The new animated feature from Pixar has too much Disney pap and not enough Gothic.
Nov 2, 2001 | My wife and her four sisters all have a habit of leaving closet doors open and dresser drawers halfway out. If you're married to one of them, it can make a nighttime trip to the bathroom in a dark house a veritable obstacle course. So in the first years of my marriage, I got my wife to shut the bedroom closet at night by asking her the thing all kids know: What happens if you leave the closet open? Why, the monsters come out, of course.
The monsters keep coming out of closets in Disney's new Pixar feature, the computer-animated "Monsters, Inc." They're the denizens of a city named Monstropolis, reached via the bedroom closets of small children. The city relies on the energy generated by children's screams to power it, and Monsters, Inc. is the company that sends its most terrifying personnel to spring out of those nighttime closets to terrify kids.
This premise bears some resemblance to Henry Selick's "Monkeybone," where nightmares power a netherworld, and also to the French film "The City of Lost Children," in which a mad scientist attempts to steal children's dreams. And Selick or Tim Burton could have done something great with it. Disney, though, doesn't have much taste for the gothic, and "Monsters, Inc." is rendered in the same cheery and bright mood of the two "Toy Story" pictures and "A Bug's Life."
Like those movies, especially the latter, it's agreeable and often funny, and adults who take their kids to see it might be surprised to find themselves having a pretty good time. It maintains a fairly brisk pace (though 90 minutes is a hell of a long time for any cartoon to sustain itself).

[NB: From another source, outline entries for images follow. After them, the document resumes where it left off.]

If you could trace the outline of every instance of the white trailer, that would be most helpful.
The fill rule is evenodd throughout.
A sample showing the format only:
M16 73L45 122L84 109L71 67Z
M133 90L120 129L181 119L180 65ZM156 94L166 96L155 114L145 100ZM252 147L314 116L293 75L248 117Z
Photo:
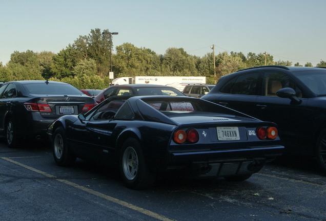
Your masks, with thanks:
M136 76L120 77L114 79L112 85L150 84L173 86L180 91L188 84L206 83L206 77L195 76Z

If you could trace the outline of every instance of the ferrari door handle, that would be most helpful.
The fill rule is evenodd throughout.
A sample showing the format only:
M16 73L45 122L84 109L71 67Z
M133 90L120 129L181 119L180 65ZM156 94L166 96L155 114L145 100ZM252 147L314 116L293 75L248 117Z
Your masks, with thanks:
M229 103L218 102L218 104L221 105L222 106L226 106L229 104Z
M260 104L256 104L256 106L260 107L261 109L265 109L266 107L267 107L267 106L266 106L266 105L260 105Z

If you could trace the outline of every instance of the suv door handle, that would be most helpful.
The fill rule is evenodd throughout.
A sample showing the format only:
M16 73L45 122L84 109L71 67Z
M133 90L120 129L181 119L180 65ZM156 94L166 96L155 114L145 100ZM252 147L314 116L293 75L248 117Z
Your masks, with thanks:
M222 106L226 106L229 104L229 103L218 102L218 104L221 105Z
M256 106L260 107L261 109L265 109L266 107L267 107L267 105L263 105L260 104L256 104Z

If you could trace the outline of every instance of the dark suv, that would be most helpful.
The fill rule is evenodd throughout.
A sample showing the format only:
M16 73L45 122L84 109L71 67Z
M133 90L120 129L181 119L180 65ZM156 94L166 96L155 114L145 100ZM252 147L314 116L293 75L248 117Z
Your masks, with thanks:
M276 123L286 151L326 172L326 69L268 65L220 78L202 99Z
M187 96L199 98L208 93L214 86L215 84L189 84L186 85L182 93Z

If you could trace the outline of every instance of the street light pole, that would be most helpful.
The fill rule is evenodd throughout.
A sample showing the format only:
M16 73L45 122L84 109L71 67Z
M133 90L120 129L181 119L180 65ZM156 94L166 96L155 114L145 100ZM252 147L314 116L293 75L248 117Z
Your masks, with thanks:
M102 32L102 34L108 34L110 35L110 72L112 72L112 35L117 35L119 34L118 32Z
M216 70L215 68L215 53L214 51L214 45L211 46L211 48L213 49L213 60L214 61L214 82L216 84Z

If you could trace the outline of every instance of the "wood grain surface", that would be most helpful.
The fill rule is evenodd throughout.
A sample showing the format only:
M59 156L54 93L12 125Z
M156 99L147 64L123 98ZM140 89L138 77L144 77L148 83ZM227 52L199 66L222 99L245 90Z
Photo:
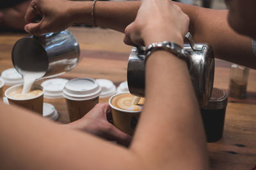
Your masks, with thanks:
M102 28L72 27L79 43L79 64L59 77L106 78L116 86L126 80L131 46L123 43L124 34ZM26 33L0 32L0 72L12 67L12 46ZM255 63L256 64L256 63ZM216 59L214 87L228 92L231 63ZM41 83L42 80L38 83ZM250 69L246 98L229 97L223 137L208 143L212 169L252 169L256 164L256 70ZM59 113L57 121L69 122L65 99L44 99Z

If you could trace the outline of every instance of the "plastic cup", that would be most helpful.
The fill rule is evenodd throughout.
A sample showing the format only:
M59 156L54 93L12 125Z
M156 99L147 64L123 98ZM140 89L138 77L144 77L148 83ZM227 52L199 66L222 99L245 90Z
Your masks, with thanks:
M5 96L8 99L8 101L10 104L15 104L18 105L19 106L23 107L24 108L33 111L35 111L40 115L43 115L43 103L44 103L44 88L37 84L34 84L32 86L31 90L41 90L42 91L42 93L38 94L38 96L26 99L17 99L13 98L9 96L9 94L15 91L18 90L19 89L22 89L23 85L16 85L14 86L12 86L9 87L4 93Z
M112 103L113 99L118 96L124 94L127 94L130 96L132 96L129 92L116 94L110 97L109 100L109 104L111 107L114 125L122 131L132 136L134 132L137 122L139 120L142 108L140 108L140 110L138 111L127 110L121 108L118 108L118 106L114 106L113 103ZM133 98L130 100L131 103L132 102L132 99Z
M108 103L110 97L116 92L115 85L107 79L97 79L96 81L101 88L99 103Z
M99 83L89 78L69 80L63 95L66 99L70 122L82 118L99 103L101 89Z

It's the thought of what it might have been in different hands that keeps it from being more enjoyable.
"Monsters, Inc."
Directed by Pete Docter, Lee Unkrich, and David Silverman
With the voices of John Goodman, Billy Crystal, Mary Gibbs, Steve Buscemi, James Coburn, Jennifer Tilly
The monsters here are scared of only one thing: little kids. Let some hapless monster come back with so much a discarded sock and it's enough to send the decontamination squad into high alert. The plot is kicked into gear when Monsters, Inc.'s top scarer, a big, green galoot named Sulley (voiced by John Goodman), accidentally brings a little kid back with him from a nighttime visitation.
Boo (Mary Gibbs), as he comes to call her, has the big eyes of a Walter Keane painting and the oversized noggin of a Bobbin' Head doll. Sulley is too cuddly to be frightening to her and she happily runs riot over the place Sulley shares with his buddy and coworker Mike (Billy Crystal). Meanwhile, her assigned monster, Sulley's nemesis, the slimy Randall Boggs (Steve Buscemi), terrifies Boo and spends his time trying to track her down.
There's potentially a great comic idea in this: the monstrousness of kids, who are able to suck the energy from any adult in a mile radius and still be adorable while they do it. Next to Boo, Sulley and Mike (who's like a friendly green version of the invaders from the old B-movie "The Eye Creatures") are every harried parent you've ever seen.